Political landscape shifts climate negotiations at COP29

Stadium at night
The conference stadium in Baku, Azerbaijan, which is hosting the UN’s COP29 Conference. Credit: Sean Gallup/Getty Images

A week after former president Donald Trump again won office in the USA, the world’s countries are gathering to talk climate change.

The 2024 UN Climate Change Conference (COP29) began in Baku, Azerbaijan, yesterday, and will run until 22 November.

It’s the 29th annual meeting of the 198 parties to the United Nations Framework Convention on Climate Change (UNFCCC) treaty.

A major theme of this year’s conference is climate financing: funding emissions reduction, and adaptations to climate change.

But the recent re-election of Trump – who pulled the USA out of the Paris Agreement last time he was president – is going to change the tenor of the conference.

“Even the prospect of Trump coming in had already had a chilling effect on the pre-negotiations for this meeting,” says Professor Jacqueline Peel, an expert in climate change law at the University of Melbourne, who is attending COP29.

“It’s early days, but we do know that the Trump platform in the campaign was that he would again exit the US from the Paris Agreement, which can be done fairly readily with a bit of time.

“The more nuclear option, so to speak, is that they might actually exit the underlying treaty to the Paris Agreement, which is the UNFCCC.”

This means, according to Peel, that the USA would still be present as an observer – but it wouldn’t participate in negotiations at future COPs.

Professor Mark Howden, a climatologist at the Australian National University, says that while the current Biden administration will be at the conference, and in power for another 2 months, “it’s probably a fair comment to make that the negotiating position of Biden and his colleagues is weakened by the result which has just occurred.”

“The anticipated stepping out of the UNFCCC, and the IPCC, and associated bodies by the US will have very significant impacts, just as it did last time around,” says Howden.

“The US is a major donor, and would be looked to, to be helping set the ceiling of the finance target,” says Peel.

“Without their likely participation , other countries will need to step up into that space if they were going to reach the trillions level that is being talked about in terms of finance.”

Howden says the US’ political shift will have a complicated effect on negotiations.

“Some countries may see this as an opportunity to step up, both for environmental reasons, but also for geopolitical power reasons. Some other countries may see this as a rationale for taking the foot off their own accelerator,” he says.

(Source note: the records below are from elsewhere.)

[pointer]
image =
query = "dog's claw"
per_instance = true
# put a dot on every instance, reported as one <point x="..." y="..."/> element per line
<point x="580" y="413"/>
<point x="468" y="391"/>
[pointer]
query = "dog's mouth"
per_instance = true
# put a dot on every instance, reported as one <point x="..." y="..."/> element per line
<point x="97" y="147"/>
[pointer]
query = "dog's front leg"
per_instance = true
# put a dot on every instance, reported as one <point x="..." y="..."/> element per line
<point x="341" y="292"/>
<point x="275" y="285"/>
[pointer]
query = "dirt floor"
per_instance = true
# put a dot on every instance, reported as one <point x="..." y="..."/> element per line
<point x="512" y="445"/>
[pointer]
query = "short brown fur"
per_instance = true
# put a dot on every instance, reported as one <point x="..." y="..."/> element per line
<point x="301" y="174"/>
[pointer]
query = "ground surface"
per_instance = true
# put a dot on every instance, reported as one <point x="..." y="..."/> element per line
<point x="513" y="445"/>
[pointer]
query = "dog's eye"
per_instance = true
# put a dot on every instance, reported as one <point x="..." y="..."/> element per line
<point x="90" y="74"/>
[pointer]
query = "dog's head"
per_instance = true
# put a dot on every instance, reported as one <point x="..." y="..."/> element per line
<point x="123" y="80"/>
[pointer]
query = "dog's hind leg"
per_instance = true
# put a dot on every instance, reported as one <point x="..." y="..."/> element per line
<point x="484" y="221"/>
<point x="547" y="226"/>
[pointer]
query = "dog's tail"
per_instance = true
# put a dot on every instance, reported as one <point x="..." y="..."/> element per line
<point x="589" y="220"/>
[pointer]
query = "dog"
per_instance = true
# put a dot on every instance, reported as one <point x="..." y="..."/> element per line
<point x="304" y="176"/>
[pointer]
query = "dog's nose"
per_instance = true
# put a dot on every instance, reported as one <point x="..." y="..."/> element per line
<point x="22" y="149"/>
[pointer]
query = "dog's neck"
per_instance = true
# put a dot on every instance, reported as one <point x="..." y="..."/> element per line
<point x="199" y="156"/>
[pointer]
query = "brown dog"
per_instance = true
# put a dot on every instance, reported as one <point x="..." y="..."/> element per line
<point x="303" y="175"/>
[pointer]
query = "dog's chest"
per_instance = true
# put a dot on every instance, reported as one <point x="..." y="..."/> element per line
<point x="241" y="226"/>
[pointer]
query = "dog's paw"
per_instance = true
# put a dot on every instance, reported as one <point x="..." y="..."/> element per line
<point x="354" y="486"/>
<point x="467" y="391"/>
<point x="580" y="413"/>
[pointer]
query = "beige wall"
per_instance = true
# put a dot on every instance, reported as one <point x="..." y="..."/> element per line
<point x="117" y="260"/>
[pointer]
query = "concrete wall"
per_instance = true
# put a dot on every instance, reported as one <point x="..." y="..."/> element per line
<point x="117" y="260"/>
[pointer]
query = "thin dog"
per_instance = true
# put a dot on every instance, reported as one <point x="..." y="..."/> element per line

“A lot of people are talking about the role that China might seek to play and take on a mantle of climate leadership in the absence of the US,” says Peel, adding that private investors are also interested in supplementing state financing.

Howden believes the change in US government should not be used as an excuse by other negotiators.

“The science is pretty clear now: we only have a handful of years before we run out of our carbon budget that’s consistent with 1.5°C, and at current rates of change, we’re likely to exceed 1.5°C on a trend basis by the end of this decade, and possibly sooner,” he says.

“Any sort of arguments which hide behind ‘we can wait out an administration, wait out 4 years before we get back on track’, are not actually supported by science. We haven’t got 4 years to waste.”

The next COP, COP30, will take place in Brazil in November 2025.

Australia has made a bid to co-host COP31 in 2026, in partnership with Pacific nations. There are 2 remaining bids – the other comes from Turkey – and a decision on the host is expected towards the end of the conference.

“Australia is considered a promising host, particularly in conjunction with the Pacific, because of the opportunity that might provide for enhanced climate leadership on a range of issues including finance,” says Peel.

“Obviously, for Australia, one of the key issues that we always are navigating at COPs is the fact that we have major economic reliance on fossil fuels, and particularly fossil fuel exports. So we’re a major emitting economy, in that sense, and that’s also a bone of contention with our Pacific partners.”

Peel says that the partnership with the Pacific may be a good opportunity for domestic climate action.

“Pacific countries are on board with Australia putting forward this bid, but I think there’s an understanding that if the bid was successful, Pacific countries would be wanting to push Australia on the way that it was going to approach emissions reduction, particularly from our fossil fuel exports.

“That may well open up some new kinds of possibilities in the domestic scene.”